METHODS: This retrospective study was conducted with patient chart data from March 2015 to March 2017 at a tertiary care academic hospital in the midwestern United States. In total, 1,069 participants age ≥55 years on an inpatient floor or ICU received a standard 24-hour EEG. The primary outcome was all-cause mortality at 30, 90, 180, and 365 days. Secondary outcomes were time to discharge, and discharge to home.

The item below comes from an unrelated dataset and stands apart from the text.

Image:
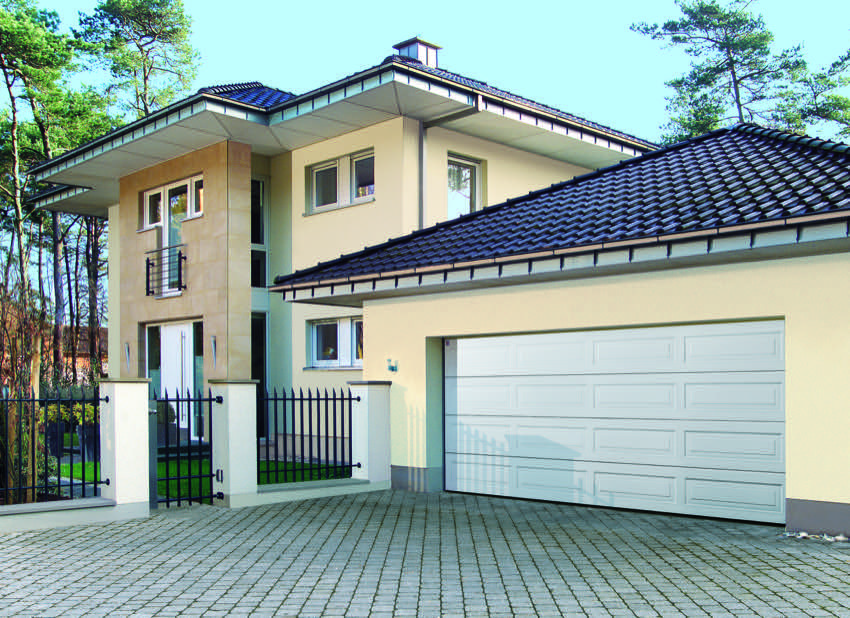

RESULTS: Having diffuse slowing on standard EEG was significantly associated with 30-, 90-, 180-, and 365-day mortality compared with patients who had normal EEG findings, after controlling for age, sex, and Charlson Comorbidity Index score. When controlling for these factors, patients with diffuse slowing had a significantly longer time to discharge and were significantly less likely to discharge to home. Our findings showed that a standard EEG finding of diffuse slowing for inpatients age ≥55 years is associated with poor outcomes, including greater mortality.
CONCLUSIONS: This study suggested that the finding of diffuse slowing on EEG may be an important clinical marker for predicting mortality in geriatric inpatients.